While gumbo may be eaten at any time and for any reason, it may just as easily be featured as part of a special celebration.  For example, John Folse lists gumbo among the ingredients of the traditional Louisiana reveillon spread.  While the New Orleans Mardi Gras focuses on dishes such as Grillades and King Cake, gumbo is crucial to the Cajun version of the holiday. 

Enjoy Louisiana's most famous dish served over brown or white rice, and celebrate National Gumbo Day!

Old Farmers Day

Old Farmers Day honors the hard labor of farmers throughout American history. Early American culture was heavily a farming culture. Early settlers cleared fields and pristine woods, to farm the rich land. They brought seeds and farming methods with them. They found new seeds, and learned new methods along the way. Many of those new farming methods came from Native Americans, who were already farming the land. Most notably, was the concept of hilling, or mounding soil.

The month of October is a very appropriate month to celebrate and honor farmers. At this time, the harvest is largely complete. It means that farmers can take a break from their labors, to enjoy this celebration.

A farmers' work is long and hard. It certainly doesn't make a person rich. It has its good years, and its bad ones. There is no guarantee of a good crop. Weather, pests, and disease problems often prove disastrous. But, through it all, farmers have persevered. And, their ceaseless hard work sets an example for all.
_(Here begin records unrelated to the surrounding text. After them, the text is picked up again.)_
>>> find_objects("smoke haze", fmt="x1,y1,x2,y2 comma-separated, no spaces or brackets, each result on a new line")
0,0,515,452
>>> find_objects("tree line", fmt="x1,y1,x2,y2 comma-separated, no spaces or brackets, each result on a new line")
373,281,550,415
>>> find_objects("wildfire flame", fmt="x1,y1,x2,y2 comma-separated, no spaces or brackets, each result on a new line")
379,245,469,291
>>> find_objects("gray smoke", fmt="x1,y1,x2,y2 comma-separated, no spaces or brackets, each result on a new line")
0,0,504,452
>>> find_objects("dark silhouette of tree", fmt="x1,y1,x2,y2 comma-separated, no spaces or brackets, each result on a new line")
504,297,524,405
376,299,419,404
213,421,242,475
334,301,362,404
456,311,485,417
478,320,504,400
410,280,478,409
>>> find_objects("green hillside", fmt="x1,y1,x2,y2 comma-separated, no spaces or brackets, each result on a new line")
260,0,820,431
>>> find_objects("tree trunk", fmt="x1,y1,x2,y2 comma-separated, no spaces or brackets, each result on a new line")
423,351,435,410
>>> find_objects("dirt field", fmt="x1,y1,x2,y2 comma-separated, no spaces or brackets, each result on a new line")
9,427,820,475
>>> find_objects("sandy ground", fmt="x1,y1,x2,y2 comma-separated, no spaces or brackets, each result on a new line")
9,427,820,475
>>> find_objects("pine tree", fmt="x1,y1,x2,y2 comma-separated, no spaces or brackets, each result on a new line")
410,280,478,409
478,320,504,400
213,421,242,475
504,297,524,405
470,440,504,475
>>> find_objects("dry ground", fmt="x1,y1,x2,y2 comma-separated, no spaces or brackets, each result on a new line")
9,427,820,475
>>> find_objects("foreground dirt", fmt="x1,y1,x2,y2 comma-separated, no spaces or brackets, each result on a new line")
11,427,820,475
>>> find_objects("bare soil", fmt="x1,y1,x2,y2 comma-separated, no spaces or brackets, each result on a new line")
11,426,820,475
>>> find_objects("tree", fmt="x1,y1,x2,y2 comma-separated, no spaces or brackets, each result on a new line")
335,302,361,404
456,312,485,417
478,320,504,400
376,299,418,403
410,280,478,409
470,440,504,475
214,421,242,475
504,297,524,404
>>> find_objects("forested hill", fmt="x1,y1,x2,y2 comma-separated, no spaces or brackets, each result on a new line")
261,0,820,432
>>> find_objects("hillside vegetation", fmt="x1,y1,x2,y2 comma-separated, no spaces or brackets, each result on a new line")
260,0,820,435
As Americans, we tip our hat to all farmers for their contributions to American culture, values,society, and the economy. Happy Old Farmers Day!

Our research did not find the creator, or the origin of this day. The origin of this day seems to date back to the early to mid 1800's. There appears for be many dates in September and October for local town "Farmer Days". Many have been around for a long time. For some unknown reason, October 12th is by far the most common date for this celebration of farming and of the harvest they reap.

World Arthritis Day

World Arthritis Day was established in 1996 by Arthritis and Rheumatism International (ARI) and is celebrated each year on 12 October.

Now, people with rheumatic and musculoskeletal diseases (RMDs) from around the world can join together to make their voices heard on this day. World Arthritis Day is an ideal focus for organisations to raise awareness of issues affecting people with RMDs and for individuals to support campaigns. 

Although 12 October is the official World Arthritis Day, this is a year round campaign.

The aims of World Arthritis Day are:
  • To raise awareness of RMDs amongst the medical community, people with RMDs and the general public
  • To influence public policy by making decision-makers aware of the burden of RMDs and the steps which can be taken to ease it
  • To ensure all people with RMDs and their caregivers are aware of the vast support network available to them.
Arthritis is inflammation of one or more of your joints. The main symptoms of arthritis are joint pain and stiffness, which typically worsen with age. The most common types of arthritis are osteoarthritis and rheumatoid arthritis.

Osteoarthritis causes cartilage — the hard, slippery tissue that covers the ends of bones where they form a joint — to break down. Rheumatoid arthritis is an autoimmune disorder that first targets the lining of joints (synovium).

Uric acid crystals, infections or underlying disease, such as psoriasis or lupus, can cause other types of arthritis.

Treatments vary depending on the type of arthritis. The main goals of arthritis treatments are to reduce symptoms and improve quality of life.